De l’arrivée d’une personne à son enracinement, il n’y a bien sûr pas qu’un pas. Mais s’il manque une marche à l’escalier social qui nous est offert par la série, c’est celui de l’échec. La rupture consommée.

Plusieurs fois, on évoque ouvertement quelques sujets plus lourds — toujours à travers les expériences vécues par les personnes immigrantes : isolement, racisme, difficulté à se sentir pleinement intégré, doute, incompréhension, en particulier par les enfants accompagnants, qui peuvent ne pas prendre la mesure et les conséquences d’un projet qui n’est pas le leur…

Mais il est une autre réalité de l’immigration dont on parle certes peu, en dépit de sa grande actualité : celle du retour. À travers les épisodes Guérir et Grandir, on opère une très belle distinction entre l’immigration économique et l’immigration humanitaire. L’immigration volontaire et celle que, dans d’autres circonstances, on n’aurait peut-être même pas envisagée. Il en va de même avec le retour. On peut le choisir. Ou bien on peut le subir. Dans tous les cas, l’enracinement se transforme alors, parfois brutalement, en un nouveau déracinement.

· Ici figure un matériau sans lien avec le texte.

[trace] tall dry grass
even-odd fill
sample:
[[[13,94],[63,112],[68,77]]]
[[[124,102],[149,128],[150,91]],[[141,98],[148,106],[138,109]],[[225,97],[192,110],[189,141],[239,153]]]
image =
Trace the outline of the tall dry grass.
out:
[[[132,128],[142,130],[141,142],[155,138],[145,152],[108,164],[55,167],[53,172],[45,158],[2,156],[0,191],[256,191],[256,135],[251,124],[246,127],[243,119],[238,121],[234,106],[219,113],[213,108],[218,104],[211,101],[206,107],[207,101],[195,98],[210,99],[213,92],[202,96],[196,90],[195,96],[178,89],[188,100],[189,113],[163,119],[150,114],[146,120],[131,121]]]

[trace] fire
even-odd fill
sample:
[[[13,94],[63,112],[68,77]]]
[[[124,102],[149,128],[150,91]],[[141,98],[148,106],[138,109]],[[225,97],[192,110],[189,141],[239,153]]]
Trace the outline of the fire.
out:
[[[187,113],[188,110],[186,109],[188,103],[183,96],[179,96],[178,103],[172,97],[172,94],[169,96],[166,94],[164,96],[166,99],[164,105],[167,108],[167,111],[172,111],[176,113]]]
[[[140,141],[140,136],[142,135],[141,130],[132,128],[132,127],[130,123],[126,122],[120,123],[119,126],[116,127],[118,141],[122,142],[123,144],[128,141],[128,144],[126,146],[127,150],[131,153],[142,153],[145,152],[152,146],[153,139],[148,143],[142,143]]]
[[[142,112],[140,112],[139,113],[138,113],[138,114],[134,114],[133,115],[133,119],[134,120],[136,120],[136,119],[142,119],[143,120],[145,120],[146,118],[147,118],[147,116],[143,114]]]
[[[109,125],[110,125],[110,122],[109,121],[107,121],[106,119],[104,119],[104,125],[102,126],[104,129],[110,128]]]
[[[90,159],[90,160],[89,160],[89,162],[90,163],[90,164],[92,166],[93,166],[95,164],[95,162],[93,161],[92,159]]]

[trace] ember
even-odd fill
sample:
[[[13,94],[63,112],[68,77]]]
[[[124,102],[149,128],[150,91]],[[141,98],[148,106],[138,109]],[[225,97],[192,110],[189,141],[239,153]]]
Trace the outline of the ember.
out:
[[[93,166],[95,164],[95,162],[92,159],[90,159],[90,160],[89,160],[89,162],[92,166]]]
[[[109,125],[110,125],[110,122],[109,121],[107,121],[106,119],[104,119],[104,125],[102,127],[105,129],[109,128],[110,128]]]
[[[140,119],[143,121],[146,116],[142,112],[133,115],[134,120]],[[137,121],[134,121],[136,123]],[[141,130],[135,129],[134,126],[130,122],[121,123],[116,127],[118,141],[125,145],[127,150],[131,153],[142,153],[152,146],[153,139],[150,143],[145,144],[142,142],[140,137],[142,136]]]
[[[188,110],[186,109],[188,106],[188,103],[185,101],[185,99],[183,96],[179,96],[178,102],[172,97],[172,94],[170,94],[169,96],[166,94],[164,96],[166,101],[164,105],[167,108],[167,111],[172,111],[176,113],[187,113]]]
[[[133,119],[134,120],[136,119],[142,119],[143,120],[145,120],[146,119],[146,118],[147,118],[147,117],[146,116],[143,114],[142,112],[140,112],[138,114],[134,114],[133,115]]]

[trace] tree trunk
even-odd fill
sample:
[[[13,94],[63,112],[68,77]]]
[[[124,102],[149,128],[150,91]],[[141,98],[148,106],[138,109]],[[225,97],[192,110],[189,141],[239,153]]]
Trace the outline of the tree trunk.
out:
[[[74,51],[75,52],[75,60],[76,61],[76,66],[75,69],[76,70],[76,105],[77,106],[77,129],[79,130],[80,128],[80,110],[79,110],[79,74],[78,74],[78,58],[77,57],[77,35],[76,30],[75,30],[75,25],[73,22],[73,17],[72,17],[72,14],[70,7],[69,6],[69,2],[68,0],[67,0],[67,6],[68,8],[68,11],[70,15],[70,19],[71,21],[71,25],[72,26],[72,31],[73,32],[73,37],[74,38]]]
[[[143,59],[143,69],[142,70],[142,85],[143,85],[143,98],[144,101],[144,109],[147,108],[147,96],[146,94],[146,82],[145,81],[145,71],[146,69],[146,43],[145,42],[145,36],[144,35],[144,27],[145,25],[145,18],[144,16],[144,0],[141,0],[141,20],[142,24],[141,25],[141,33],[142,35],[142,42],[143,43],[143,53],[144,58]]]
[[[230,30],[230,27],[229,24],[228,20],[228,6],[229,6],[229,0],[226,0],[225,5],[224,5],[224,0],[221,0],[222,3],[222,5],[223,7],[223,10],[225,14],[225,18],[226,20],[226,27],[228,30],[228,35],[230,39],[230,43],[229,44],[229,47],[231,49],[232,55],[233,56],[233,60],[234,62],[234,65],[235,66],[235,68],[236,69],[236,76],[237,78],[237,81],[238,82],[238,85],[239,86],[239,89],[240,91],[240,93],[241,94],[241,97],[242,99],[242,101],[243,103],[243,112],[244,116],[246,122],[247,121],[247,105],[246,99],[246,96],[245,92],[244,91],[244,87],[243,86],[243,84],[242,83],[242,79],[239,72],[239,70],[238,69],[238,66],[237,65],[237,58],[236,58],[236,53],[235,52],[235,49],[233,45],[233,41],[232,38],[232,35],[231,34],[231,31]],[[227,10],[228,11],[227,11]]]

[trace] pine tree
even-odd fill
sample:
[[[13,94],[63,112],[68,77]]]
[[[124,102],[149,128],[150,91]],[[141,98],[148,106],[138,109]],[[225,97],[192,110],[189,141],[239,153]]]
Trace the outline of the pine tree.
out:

Alors, qu’est-ce que ça prend pour Devenir Keb ?

Ce que la série nous révèle, c’est que peu importe d’où l’on vient : l’immigration est une œuvre inachevée — tant vis-à-vis de soi que dans le regard des autres.

Mais l’autre enseignement, celui qui, invariablement, s’impose comme le fil d’Ariane entre chacune des personnes qui ont contribué à la série, c’est qu’il n’y a pas besoin de se sentir Keb pour devenir Keb, c’est-à-dire embrasser des valeurs communes, contribuer au bien-être de sa société d’accueil, s’épanouir et vivre pleinement sa vie ici…

La série Devenir Keb est accessible sur le site de Savoir média et sur sa chaîne YouTube, de même que sur les principales plateformes de balado.